The new Windows 11 operating system includes a Chat app for communicating with loved ones through Microsoft Teams. At the October 2021 Windows 11 event, chat was announced with much fanfare. This feature is built right into the Windows 11 Shell/taskbar and provides a simple interface, making it easy for anyone to keep in touch with their loved ones when they’re not at work.
Compared to Meta products like WhatsApp and Facebook, Teams doesn’t fare well in the consumer market. Microsoft’s attempt to stay current with consumers included Chat, which flopped in the consumer market.
Rather than changing Teams’ name,cTo better facilitate communication, Microsoft updated and expanded the Teams app. Additionally, the company repositioned the preexisting Microsoft Teams app to better appeal to users searching for alternative means of communication by adding a “Chat” button to the Windows 11 taskbar.
The above image demonstrates how the Chat app, which requires the download and installation of Microsoft Teams from the Store, is integrated into the Windows 11 Shell and taskbar. It allows you to organize and hold video and audio conferences with your loved ones at any time and any place.
It looks like Microsoft is experimenting with a way to disable or remove Chat from Windows 10. Hidden references to “RemoveChat” were discovered in the May release preview builds of Windows 11. When turned on, Windows 11 will no longer display or reference the Chat application or feature.
Microsoft already makes it easy for users to unpin the Chat shortcut from the taskbar, but ‘RemoveChat’ appears to take this even further.
This may soon be implemented in the production version as a precaution against antitrust scrutiny from European Union regulators.
Our hypothesis that Microsoft might disable the feature by default or give users the option to disable it in certain regions (Europe?) is borne out by the fact that “RemoveChat” is associated with a geographical API.
In addition to supporting our hypothesis, a prior Business Times report that Microsoft is considering decoupling Teams from Office in order to avoid an EU investigation.

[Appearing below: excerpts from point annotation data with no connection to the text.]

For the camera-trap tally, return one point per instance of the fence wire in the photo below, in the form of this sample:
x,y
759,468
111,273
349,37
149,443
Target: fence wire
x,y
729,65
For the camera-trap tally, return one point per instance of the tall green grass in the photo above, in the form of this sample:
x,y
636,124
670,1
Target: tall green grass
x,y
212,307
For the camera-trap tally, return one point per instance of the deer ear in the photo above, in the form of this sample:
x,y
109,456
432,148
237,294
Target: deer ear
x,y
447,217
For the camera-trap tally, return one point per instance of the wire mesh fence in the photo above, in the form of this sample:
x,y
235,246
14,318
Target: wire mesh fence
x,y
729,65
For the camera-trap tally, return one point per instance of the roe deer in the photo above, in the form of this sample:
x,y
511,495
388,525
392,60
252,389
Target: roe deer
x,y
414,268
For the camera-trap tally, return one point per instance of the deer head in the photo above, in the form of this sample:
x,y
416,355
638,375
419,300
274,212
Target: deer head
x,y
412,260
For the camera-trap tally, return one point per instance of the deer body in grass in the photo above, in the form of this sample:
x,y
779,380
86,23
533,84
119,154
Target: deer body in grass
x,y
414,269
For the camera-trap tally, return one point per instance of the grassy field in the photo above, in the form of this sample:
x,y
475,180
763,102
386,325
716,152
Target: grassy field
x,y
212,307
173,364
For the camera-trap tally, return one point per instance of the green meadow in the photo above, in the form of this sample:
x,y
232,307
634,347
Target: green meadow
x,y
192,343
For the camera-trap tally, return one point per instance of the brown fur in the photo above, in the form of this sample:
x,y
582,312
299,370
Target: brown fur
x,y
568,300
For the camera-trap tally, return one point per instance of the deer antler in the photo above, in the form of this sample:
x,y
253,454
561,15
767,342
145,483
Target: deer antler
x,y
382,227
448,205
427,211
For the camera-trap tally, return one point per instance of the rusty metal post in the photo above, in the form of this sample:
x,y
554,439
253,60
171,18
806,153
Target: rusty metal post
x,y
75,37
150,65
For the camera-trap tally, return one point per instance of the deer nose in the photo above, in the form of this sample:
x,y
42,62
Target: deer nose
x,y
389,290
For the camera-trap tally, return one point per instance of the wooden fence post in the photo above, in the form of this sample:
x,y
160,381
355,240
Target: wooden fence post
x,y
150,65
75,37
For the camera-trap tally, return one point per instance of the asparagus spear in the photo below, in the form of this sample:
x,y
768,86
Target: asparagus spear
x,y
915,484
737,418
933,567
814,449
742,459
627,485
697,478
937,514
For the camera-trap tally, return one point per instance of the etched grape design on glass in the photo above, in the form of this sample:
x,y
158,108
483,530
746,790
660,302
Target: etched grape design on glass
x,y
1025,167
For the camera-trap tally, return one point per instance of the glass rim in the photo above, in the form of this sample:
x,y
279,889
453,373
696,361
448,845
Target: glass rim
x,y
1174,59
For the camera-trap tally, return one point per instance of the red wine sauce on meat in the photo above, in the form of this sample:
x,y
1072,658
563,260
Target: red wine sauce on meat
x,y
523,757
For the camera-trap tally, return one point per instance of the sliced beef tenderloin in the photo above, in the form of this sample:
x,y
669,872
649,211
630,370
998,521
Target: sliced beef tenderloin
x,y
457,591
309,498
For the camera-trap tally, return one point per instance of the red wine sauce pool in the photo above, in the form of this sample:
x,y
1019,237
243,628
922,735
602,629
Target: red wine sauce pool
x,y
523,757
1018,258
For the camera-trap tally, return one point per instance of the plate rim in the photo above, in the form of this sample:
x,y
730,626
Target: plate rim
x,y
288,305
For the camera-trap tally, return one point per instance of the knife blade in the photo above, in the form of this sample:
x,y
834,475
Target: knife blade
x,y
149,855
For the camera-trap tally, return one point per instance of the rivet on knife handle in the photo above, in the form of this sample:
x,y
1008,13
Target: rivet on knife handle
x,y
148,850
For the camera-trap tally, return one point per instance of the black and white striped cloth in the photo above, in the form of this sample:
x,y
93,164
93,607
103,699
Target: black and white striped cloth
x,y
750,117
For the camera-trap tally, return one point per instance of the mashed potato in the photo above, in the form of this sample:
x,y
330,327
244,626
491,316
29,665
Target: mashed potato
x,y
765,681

For those who are unaware, Microsoft Teams’ competitors have voiced concerns and protested what they see as Microsoft’s anti-competitive practices, and one such competitor is Slack. Slack claimed that Microsoft’s offering is more advantageous because Teams is bundled with other Microsoft products.
There have been rumors that Microsoft may separate Teams from Microsoft 365 and Office 365 for businesses, and now it appears that Windows 11 will be the first platform to receive this treatment.